いつも瑞帆より少し遅くやってきては、先に電車に乗って行ってしまう。ゆえに2人の重なる時間は、あまりにも短い。
けれど、じろじろ見るわけにはいかない。もし自分の視線に気づいた彼女と目が合って、それで嫌そうな顔なんかされてしまったら?辛いなんてもんじゃない。きっともう生きていけない。
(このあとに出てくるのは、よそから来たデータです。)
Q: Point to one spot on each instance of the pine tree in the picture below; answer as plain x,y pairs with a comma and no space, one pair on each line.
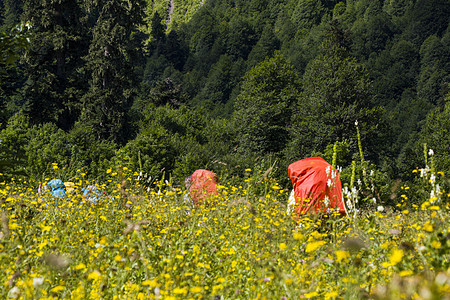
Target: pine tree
264,106
336,93
111,60
53,61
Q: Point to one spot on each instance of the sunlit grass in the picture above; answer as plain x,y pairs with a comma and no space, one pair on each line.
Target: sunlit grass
144,243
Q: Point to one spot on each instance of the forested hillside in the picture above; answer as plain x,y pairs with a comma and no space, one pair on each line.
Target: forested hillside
167,87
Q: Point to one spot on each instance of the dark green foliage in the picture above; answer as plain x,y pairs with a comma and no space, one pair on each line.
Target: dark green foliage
47,144
12,9
110,62
205,90
13,140
336,93
436,134
264,105
52,63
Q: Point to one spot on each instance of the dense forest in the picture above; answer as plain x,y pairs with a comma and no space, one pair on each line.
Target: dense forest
166,87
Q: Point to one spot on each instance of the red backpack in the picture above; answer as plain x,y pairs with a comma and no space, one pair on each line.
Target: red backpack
203,186
317,186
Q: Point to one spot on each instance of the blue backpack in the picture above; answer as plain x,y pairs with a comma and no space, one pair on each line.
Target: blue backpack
57,188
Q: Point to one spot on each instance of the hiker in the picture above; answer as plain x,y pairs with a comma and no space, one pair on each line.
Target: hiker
316,188
201,186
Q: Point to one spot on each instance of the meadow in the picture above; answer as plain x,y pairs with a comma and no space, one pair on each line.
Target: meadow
141,241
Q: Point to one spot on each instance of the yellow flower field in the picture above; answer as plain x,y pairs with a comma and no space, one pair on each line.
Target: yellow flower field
144,243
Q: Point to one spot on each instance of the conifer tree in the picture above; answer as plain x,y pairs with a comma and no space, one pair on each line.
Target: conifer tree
336,93
111,59
264,106
52,64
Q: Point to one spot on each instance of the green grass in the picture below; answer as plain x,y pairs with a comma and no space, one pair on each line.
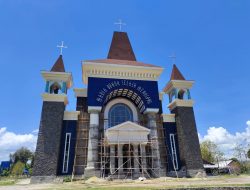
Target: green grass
7,182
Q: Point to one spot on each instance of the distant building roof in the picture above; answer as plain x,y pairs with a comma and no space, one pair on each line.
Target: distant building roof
58,66
220,164
5,165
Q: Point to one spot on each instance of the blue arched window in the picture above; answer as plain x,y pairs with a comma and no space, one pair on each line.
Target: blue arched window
119,113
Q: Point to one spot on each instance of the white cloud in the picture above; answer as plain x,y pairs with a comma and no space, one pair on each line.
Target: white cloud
225,140
10,142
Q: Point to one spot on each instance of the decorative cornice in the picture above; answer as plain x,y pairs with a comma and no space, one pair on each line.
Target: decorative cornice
58,76
168,118
93,109
104,70
151,110
55,98
181,84
81,92
180,103
161,95
71,115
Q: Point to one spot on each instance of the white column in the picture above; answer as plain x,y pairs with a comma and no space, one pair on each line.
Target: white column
143,158
120,158
152,125
112,159
136,159
92,161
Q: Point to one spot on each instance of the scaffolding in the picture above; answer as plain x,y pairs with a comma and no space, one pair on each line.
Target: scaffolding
132,162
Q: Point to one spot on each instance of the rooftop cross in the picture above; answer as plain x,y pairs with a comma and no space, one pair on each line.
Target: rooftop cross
61,47
173,57
120,23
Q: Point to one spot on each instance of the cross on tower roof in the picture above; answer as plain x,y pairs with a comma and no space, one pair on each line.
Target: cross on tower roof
61,47
120,23
173,57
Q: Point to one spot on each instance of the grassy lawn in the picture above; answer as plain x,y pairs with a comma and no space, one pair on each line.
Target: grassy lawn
160,183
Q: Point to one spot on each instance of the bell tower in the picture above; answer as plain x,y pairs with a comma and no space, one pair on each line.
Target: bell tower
181,105
54,101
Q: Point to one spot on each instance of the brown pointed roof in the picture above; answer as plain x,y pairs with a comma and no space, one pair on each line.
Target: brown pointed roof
58,66
176,74
121,48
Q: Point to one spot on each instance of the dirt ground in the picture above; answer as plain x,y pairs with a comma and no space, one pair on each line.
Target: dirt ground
160,183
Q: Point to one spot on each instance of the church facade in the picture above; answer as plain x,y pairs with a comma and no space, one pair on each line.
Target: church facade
118,129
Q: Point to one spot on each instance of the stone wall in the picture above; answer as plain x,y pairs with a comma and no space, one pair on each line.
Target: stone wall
49,136
190,154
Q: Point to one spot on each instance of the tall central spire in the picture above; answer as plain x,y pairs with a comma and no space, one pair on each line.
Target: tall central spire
121,48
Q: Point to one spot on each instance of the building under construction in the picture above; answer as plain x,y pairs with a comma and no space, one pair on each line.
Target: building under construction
119,129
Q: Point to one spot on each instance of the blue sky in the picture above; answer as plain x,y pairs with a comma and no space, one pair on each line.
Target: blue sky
211,39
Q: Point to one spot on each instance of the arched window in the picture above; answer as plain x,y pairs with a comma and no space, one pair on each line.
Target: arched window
119,113
181,94
55,88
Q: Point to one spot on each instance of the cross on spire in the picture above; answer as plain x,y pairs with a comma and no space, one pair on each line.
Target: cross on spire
173,57
120,23
61,47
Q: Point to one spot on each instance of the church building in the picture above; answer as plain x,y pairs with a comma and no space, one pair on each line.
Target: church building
118,129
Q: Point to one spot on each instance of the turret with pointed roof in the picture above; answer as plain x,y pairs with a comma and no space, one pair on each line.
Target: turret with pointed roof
176,74
121,60
121,48
58,65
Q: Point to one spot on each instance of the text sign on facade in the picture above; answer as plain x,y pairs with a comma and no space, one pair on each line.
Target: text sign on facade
143,93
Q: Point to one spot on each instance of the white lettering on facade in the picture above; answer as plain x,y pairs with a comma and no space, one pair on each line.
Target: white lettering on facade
123,83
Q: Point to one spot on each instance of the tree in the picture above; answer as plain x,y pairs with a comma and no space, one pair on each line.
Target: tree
210,152
23,155
239,152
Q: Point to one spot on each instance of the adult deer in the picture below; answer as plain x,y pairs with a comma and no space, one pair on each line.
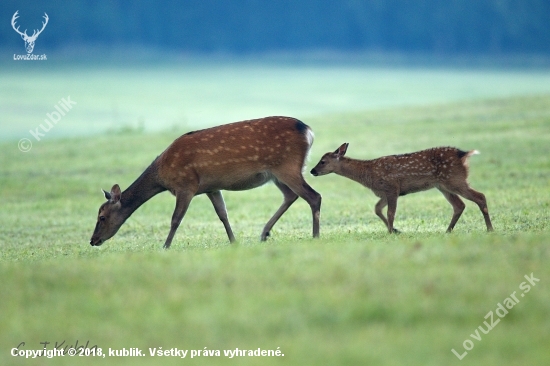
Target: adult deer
444,168
29,41
235,157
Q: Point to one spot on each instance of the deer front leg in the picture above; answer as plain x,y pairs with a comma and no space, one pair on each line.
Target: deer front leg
182,204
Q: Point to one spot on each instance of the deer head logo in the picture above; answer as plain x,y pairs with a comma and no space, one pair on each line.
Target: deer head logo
29,41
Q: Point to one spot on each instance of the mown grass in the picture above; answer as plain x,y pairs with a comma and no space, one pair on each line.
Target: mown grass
356,296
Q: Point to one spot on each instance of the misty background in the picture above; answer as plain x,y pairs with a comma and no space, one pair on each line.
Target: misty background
434,27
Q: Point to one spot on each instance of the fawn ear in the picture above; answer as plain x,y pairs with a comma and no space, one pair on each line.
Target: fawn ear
114,195
341,151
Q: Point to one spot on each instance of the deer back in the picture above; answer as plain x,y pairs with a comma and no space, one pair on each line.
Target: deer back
235,156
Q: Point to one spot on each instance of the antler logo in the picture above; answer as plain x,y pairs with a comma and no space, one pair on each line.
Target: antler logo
29,41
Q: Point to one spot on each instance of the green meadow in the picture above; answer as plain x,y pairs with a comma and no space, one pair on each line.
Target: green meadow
356,296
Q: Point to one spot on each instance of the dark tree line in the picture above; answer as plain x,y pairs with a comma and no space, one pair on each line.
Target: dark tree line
248,26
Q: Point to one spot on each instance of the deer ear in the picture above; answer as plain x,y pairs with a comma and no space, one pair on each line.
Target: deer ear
341,151
115,194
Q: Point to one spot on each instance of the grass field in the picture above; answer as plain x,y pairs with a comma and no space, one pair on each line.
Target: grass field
356,296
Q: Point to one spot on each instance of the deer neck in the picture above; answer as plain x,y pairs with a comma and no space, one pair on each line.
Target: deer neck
357,170
142,190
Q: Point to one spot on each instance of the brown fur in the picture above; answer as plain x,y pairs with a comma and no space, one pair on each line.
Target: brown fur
237,156
444,168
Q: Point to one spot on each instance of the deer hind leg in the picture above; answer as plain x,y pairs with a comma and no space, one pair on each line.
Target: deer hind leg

だから瑞帆は、「彼女を見るのは2秒以内」と自分にルールを課した。電光掲示板を見るふりをして、ゆっくりスマホから顔を上げる。そうして視界の端でとらえた彼女の姿を、必死に目に焼き付ける。
柔らかい風にたなびく長い髪。隙なんて微塵も感じさせない立ち姿。“あの時の表情”はなんだったのだろうと思わせるほど堂々としていて。どうして彼女はこんなにも綺麗なんだろう。だから、僕は……
(――だめだ、いけない。)
『まだ足りない』、と騒ぐ心をどうにか理性で押さえつけ、瑞帆は急いでスマホに視線を戻した。
しっかり気を張っていないと、どうしても心が彼女に吸い寄せられてしまう。
こんな日が、もうかれこれ5日も続いていた。
自分と彼女の間にあるのは、たった2本の線路だけ。距離にしたらほんの数メートル。それなのに、どうしてこんなに遠く感じるのか。
…いや、答えはもうわかっている。この距離を越えていけるほどの勇気や行動力が、自分にはないからだ。それなのに、潔く諦めることもできない。
『もし、何かの事情で彼女がこっち側のホームに来てくれたら』
『自分が乗る電車が、彼女と同じだったなら』
『どこか違う場所で偶然出会って、些細なことから会話が始まったりしたなら…』
そんな都合の良い妄想の中では、自分はかっこよくて完璧で、ごく自然に彼女と親しくなれるのに。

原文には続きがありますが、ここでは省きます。